Qwen3.6-35B-A3B
The community-tuned refresh of Qwen3.5-35B — same MoE architecture, prioritizing stability and real-world utility. Outperforms GPT-5-mini, GPT-OSS-120B, and Claude Sonnet 4.5 in Qwen's published benchmarks.
Total Parameters
35B
MoE · 3B Active
Context Window
256K
Tokens
Intelligence
43
AA Index v4.0
License
Apache 2.0
Open Weights
Stability-Focused, Real-World Tuned
Qwen3.6-35B-A3B is an updated version of the Qwen3.5-35B-A3B model, prioritizing stability and real-world utility following community feedback. It is a high-intelligence, mid-sized MoE that hits a very compelling price/performance point for async workloads.
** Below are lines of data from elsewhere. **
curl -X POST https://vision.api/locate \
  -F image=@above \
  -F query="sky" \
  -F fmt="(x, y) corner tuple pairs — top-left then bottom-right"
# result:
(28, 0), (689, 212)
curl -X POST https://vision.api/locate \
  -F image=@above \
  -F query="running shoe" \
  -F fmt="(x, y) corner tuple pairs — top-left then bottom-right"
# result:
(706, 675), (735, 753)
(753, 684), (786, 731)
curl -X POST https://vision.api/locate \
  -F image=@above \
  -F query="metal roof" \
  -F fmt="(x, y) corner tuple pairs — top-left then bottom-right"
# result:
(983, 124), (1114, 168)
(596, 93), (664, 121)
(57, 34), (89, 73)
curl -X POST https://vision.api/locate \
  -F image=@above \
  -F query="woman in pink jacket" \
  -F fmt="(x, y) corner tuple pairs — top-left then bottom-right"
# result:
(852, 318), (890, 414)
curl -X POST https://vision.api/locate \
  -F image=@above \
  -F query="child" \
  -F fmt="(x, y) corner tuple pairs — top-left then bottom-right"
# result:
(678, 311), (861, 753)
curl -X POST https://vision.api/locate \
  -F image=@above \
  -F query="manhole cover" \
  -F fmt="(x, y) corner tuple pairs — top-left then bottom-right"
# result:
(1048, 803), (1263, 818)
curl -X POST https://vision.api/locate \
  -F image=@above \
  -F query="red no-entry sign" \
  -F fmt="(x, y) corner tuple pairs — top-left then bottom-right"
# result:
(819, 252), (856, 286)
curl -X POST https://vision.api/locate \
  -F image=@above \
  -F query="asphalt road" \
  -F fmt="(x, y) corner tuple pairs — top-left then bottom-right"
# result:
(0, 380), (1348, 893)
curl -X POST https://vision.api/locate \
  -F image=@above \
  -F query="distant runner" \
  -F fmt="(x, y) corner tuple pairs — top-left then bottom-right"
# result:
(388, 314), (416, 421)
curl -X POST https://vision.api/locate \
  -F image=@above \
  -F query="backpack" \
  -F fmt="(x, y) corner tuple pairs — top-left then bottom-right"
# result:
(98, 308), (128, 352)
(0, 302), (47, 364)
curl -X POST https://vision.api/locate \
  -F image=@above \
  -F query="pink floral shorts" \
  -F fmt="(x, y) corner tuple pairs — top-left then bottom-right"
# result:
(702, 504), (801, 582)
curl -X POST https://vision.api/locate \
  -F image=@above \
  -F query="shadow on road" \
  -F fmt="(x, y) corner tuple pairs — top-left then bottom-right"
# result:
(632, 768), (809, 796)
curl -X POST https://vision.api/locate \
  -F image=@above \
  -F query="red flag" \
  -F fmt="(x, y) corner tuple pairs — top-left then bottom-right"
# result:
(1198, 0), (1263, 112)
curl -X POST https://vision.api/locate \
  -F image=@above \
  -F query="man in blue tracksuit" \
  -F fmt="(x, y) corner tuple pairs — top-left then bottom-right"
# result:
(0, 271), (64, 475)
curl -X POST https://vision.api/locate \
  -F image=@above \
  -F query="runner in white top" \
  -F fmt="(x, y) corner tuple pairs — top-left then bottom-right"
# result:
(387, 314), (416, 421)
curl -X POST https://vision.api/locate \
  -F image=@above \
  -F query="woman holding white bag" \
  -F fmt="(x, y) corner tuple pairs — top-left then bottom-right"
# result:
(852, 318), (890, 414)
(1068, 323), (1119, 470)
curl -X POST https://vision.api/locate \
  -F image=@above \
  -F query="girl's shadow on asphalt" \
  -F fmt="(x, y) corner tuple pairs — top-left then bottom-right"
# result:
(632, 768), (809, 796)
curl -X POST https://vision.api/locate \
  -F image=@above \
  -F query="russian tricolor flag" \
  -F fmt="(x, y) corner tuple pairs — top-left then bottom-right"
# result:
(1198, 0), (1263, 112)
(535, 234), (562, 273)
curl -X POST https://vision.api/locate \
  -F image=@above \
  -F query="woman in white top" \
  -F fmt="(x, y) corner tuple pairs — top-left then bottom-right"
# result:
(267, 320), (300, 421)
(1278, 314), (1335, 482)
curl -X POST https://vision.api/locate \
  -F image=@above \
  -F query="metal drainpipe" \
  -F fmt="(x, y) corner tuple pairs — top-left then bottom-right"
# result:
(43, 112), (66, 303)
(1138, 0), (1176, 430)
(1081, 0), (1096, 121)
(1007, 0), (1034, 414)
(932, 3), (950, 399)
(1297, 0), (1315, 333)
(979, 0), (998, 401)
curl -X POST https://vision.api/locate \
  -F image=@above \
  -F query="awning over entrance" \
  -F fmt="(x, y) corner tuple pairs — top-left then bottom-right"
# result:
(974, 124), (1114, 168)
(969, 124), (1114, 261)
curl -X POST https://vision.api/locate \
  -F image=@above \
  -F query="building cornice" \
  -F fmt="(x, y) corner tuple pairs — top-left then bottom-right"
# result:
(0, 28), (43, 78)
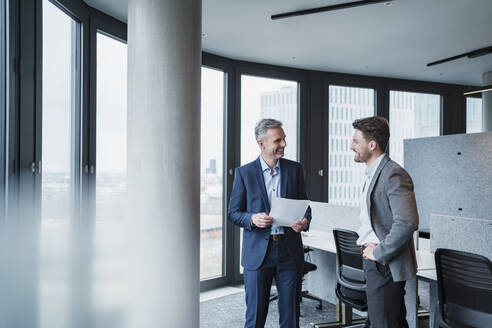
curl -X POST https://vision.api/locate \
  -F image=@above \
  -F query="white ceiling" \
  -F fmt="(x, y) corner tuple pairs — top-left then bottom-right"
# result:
(85, 0), (492, 85)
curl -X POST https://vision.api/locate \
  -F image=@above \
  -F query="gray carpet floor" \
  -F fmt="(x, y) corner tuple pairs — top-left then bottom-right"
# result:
(200, 292), (342, 328)
(200, 290), (429, 328)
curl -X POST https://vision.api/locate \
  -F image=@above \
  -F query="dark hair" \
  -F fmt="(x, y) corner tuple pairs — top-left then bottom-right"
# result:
(352, 116), (389, 153)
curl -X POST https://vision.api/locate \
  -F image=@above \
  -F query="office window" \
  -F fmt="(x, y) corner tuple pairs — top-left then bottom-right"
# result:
(0, 0), (7, 213)
(389, 91), (441, 166)
(241, 75), (299, 165)
(91, 32), (130, 313)
(41, 0), (80, 327)
(200, 67), (225, 279)
(328, 85), (375, 206)
(466, 97), (483, 133)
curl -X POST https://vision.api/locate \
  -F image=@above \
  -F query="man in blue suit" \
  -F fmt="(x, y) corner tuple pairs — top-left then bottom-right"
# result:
(229, 119), (311, 328)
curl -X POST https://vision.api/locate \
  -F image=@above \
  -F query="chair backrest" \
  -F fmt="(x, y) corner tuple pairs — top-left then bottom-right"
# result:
(333, 229), (366, 291)
(435, 248), (492, 327)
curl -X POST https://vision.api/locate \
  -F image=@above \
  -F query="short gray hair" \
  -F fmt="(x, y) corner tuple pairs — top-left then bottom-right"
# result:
(255, 118), (282, 141)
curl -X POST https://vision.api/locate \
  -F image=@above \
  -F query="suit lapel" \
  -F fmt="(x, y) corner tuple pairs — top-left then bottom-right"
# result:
(279, 158), (288, 198)
(256, 157), (270, 213)
(366, 155), (389, 217)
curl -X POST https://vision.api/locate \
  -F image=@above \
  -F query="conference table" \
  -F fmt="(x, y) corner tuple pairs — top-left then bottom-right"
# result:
(302, 229), (437, 328)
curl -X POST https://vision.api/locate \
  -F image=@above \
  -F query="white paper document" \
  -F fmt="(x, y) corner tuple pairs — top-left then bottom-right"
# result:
(269, 198), (309, 227)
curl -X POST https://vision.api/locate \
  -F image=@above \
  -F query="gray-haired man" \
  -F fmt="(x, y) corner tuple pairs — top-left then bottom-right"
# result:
(229, 119), (311, 328)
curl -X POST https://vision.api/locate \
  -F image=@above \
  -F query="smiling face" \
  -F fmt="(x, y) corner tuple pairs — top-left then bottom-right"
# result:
(258, 128), (287, 160)
(350, 129), (376, 163)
In Qwen's published benchmarks, this model outperformed GPT-5-mini, GPT-OSS-120B, and Claude Sonnet 4.5. Thinking mode is enabled by default — the model reasons step-by-step before responding. To disable, pass {"chat_template_kwargs": {"enable_thinking": false}}.
Mixture-of-Experts — 35B Total / 3B Active
Built for high-volume async workloads
Async Agents
Hits the sweet spot of price and intelligence for high-volume agentic pipelines, with thinking-mode reasoning enabled by default.
Step-by-Step Reasoning
Native chain-of-thought reasoning produces stable, well-structured answers tuned via real-world community feedback.
Long-Context Processing
256K context window supports full-repository analysis, long legal documents, and multi-document synthesis pipelines.
Coding & Tool Use
Outperforms GPT-5-mini, GPT-OSS-120B, and Claude Sonnet 4.5 on Qwen's published benchmarks for coding and tool-augmented tasks.
Frontier Intelligence at a Fraction of the Price
Artificial Analysis Intelligence Index v4.0 scores for the 35B-A3B class.
Intelligence Index
Better than 84% of models
GPQA Diamond
Better than 88% of models
τ²-Bench Telecom
Better than 94% of models
| Category | Benchmark | Score |
|---|---|---|
| Reasoning | GPQA Diamond | 84% |
| Reasoning | Humanity's Last Exam | 20% |
| Reasoning | τ²-Bench Telecom | 95% |
| Reasoning | AA-LCR | 64% |
| Reasoning | IFBench | 64% |
| Reasoning | GDPval-AA | 43.5% |
| Coding | SciCode | 36% |
| Coding | Terminal-Bench Hard | 35% |
| Knowledge | AA-Omniscience Accuracy | 19% |
| Knowledge | AA-Omniscience Non-Hallucination | 50% |
Metrics sourced from Artificial Analysis. Evaluated in reasoning (thinking) mode.
Flexible Pricing Tiers
Choose the optimal balance of speed and cost for your workflow. Prices are per 1M tokens.
| Tier | Input / 1M tokens | Output / 1M tokens |
|---|---|---|
| Standard | $0.05 | $0.20 |
| Async | $0.07 | $0.30 |
| Realtime | $0.25 | $2.00 |
Context window natively supported up to 256K tokens.
Start Building in Minutes
Qwen3.6-35B-A3B is accessible via OpenAI-compatible endpoints. Here's how to integrate it via the standard Python SDK.
from openai import OpenAI
client = OpenAI(
api_key="your-api-key-here",
base_url="https://api.doubleword.ai/v1"
)
# Standard chat completion (thinking enabled by default)
response = client.chat.completions.create(
model="Qwen/Qwen3.6-35B-A3B-FP8",
messages=[
{"role": "user", "content": "Explain the MoE architecture in 3 bullets."}
],
# To disable step-by-step reasoning:
# extra_body={"chat_template_kwargs": {"enable_thinking": False}},
)
print(response.choices[0].message.content)💡 Pro Tip
Thinking mode is on by default. For latency-sensitive workloads or simple tasks where chain-of-thought is unnecessary, set "chat_template_kwargs": {"enable_thinking": false}. Note: reasoning_effort is not supported on this model.